Theoretical basis of the concept of “e-democracy” have been developed by a number of famous scientists (Grossman, 1995; Abramson, Arterton, Orren, 1988; Adonis, Mulgan, 1994; Rheingold, 1992; Masuda, 1980).

One of the best known is Yoneji Masuda (1980), who formulated the idea of the “participatory democracy” formation, based on information technology and ethics of information-sharing (Masuda, 1980). And even more optimistic was his position about the role of information technology in politics. According to Masuda, mass production of information and knowledge strengthens the role of the regulatory activity of human beings, in which appropriate social ties are set and monitored, that bind together the people, things, and symbolic objects (Masuda, 1980). This increases the value of a communication activity and social management as well. If the most progressive form of government in the industrial society was a “representative democracy”, in the informational society – it is “participatory democracy” (Masuda, 1980).

According to Masuda, "It is the policy of citizens participation; policy, which will be managed by the citizens” (Masuda, 1980; p. 10). He identified six basic principles of participatory democracy in the information society:

  1. All the citizens, or at least as much as possible must participate in decision-making processes.

  2. Synergy (voluntary participation in solving common problems) and mutual support (willingness to sacrifice his own interests) are basis of policymaking.

  3. Access of masses to all necessary information to make informed policy decisions.

  4. The resulting profits and revenues should be distributed among all citizens.

  5. Political issues should be sought through persuasion and reaching general agreement.

  6. The decision must be implemented by the joint action, the cooperation of all citizens (Masuda, 1980).

Thus civil society will form a new type of society, where the human right of “privacy” will be radically transformed.
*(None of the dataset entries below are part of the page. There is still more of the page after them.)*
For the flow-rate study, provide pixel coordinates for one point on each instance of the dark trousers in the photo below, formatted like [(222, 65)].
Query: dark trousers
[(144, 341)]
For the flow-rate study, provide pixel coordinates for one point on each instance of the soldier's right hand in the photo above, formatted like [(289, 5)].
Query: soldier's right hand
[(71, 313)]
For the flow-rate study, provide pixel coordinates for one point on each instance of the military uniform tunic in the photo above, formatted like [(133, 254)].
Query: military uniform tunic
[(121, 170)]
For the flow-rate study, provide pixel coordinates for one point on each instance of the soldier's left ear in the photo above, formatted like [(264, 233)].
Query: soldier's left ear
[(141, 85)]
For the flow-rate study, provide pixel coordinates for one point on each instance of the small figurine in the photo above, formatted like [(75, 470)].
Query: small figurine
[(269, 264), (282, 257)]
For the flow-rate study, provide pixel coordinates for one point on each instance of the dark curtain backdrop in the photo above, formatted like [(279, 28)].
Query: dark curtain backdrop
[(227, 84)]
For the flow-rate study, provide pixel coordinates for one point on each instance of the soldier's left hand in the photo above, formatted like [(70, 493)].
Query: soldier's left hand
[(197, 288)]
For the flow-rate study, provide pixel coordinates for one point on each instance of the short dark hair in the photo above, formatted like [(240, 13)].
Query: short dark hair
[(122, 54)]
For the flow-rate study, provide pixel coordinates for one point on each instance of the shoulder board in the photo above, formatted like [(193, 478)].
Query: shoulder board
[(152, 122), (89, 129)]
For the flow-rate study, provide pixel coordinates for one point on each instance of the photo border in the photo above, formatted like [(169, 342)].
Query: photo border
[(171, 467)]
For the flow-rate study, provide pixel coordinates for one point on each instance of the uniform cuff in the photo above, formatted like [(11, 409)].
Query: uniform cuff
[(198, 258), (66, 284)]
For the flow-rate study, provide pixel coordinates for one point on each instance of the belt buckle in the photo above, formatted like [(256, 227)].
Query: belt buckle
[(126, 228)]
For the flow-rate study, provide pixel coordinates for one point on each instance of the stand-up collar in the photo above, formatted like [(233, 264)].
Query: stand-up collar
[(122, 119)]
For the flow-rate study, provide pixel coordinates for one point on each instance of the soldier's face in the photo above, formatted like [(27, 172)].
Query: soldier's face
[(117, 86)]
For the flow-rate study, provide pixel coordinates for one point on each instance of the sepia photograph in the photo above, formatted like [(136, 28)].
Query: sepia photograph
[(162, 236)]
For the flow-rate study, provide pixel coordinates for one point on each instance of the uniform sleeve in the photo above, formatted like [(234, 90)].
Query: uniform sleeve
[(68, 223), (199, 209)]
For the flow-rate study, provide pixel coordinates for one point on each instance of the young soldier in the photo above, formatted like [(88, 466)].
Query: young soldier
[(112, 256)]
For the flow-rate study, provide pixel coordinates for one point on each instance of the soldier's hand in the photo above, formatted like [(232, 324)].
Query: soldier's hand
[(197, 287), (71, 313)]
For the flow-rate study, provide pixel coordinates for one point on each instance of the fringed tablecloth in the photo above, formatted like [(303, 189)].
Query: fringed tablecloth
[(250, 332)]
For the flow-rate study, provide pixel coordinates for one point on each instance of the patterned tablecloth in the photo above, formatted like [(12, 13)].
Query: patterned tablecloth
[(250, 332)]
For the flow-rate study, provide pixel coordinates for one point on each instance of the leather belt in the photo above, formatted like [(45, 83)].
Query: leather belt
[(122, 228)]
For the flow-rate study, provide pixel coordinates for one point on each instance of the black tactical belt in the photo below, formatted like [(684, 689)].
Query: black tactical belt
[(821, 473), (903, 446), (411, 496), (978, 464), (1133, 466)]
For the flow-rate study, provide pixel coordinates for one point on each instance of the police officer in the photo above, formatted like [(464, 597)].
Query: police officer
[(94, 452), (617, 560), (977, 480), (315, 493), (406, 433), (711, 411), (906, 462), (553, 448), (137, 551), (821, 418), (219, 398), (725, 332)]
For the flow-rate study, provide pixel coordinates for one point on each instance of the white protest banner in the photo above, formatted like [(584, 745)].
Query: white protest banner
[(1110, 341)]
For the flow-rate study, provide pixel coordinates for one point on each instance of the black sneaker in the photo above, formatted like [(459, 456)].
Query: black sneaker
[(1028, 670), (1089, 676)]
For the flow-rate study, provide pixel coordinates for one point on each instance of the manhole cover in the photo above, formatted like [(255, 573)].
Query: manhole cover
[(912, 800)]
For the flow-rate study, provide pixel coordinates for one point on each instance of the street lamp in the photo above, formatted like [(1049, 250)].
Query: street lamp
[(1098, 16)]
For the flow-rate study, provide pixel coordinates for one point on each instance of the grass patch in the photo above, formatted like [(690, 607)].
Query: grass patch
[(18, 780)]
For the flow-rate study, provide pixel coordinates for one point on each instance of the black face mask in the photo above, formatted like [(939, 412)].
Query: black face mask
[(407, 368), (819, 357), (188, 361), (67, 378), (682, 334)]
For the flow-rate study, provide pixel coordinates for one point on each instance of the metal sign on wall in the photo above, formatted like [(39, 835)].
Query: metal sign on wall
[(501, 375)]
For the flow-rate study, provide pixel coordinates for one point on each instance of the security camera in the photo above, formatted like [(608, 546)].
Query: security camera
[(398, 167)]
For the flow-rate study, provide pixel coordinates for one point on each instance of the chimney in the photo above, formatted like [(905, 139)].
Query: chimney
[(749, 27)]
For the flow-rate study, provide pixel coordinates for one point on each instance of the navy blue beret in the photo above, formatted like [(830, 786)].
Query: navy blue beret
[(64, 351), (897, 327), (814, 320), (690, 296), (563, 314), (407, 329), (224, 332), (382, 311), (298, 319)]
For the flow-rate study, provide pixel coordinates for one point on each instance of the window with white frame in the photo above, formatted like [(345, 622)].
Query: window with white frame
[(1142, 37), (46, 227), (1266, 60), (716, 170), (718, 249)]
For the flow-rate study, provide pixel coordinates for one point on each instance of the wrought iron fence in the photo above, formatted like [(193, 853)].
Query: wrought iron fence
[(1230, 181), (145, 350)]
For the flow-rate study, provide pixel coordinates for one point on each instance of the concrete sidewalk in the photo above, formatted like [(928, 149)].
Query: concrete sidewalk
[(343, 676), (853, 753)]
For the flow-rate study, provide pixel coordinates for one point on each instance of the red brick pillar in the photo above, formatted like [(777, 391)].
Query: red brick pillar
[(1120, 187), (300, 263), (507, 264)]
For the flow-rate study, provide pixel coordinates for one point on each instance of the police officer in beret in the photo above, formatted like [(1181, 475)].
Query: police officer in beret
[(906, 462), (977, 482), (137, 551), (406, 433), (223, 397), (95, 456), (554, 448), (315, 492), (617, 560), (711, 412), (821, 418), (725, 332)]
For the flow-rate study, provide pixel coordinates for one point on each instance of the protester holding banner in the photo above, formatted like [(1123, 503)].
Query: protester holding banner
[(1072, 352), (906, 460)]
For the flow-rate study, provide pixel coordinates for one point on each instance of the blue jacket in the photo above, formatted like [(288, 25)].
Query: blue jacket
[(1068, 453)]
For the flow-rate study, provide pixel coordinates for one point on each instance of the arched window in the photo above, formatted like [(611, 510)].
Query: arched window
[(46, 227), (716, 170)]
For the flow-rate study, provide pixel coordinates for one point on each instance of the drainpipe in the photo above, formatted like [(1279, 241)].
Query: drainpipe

According to Masuda, in the near future it will be normal situation when "personal data files will be opened to the possible greatest extent; this will allow all people to share personal files with each other" (Masuda, 1980; p. 95). It must be noted, that the right of free access of citizens to public information in the modern developed democracies is widespread, and is ensured by legislation.

Modern concepts of “e-democracy” can be divided into two large areas - direct democracy and communitarian democracy (Vershinin, 2001). Representatives of the first direction generally follow the course outlined by Masuda (1980), developing the idea of ​​“direct democracy”. For example, according to Grossman (1995), introduction of new information technologies can lead to the formation of the third, after the ancient and representative, the great era of democracy (Grossman, 1995). “The greatest losses in today's process of restructuring and revival of social influence are traditional institutions, which served as the main intermediaries between the state and its citizens – namely the political parties, trade unions, civic associations, and even traditional media” (Grossman, 1995; p. 16). Thus, according to Grossman (1995) there is a high probability of losing an ideal of the ancient democracy where all citizens are involved in politics (Grossman, 1995).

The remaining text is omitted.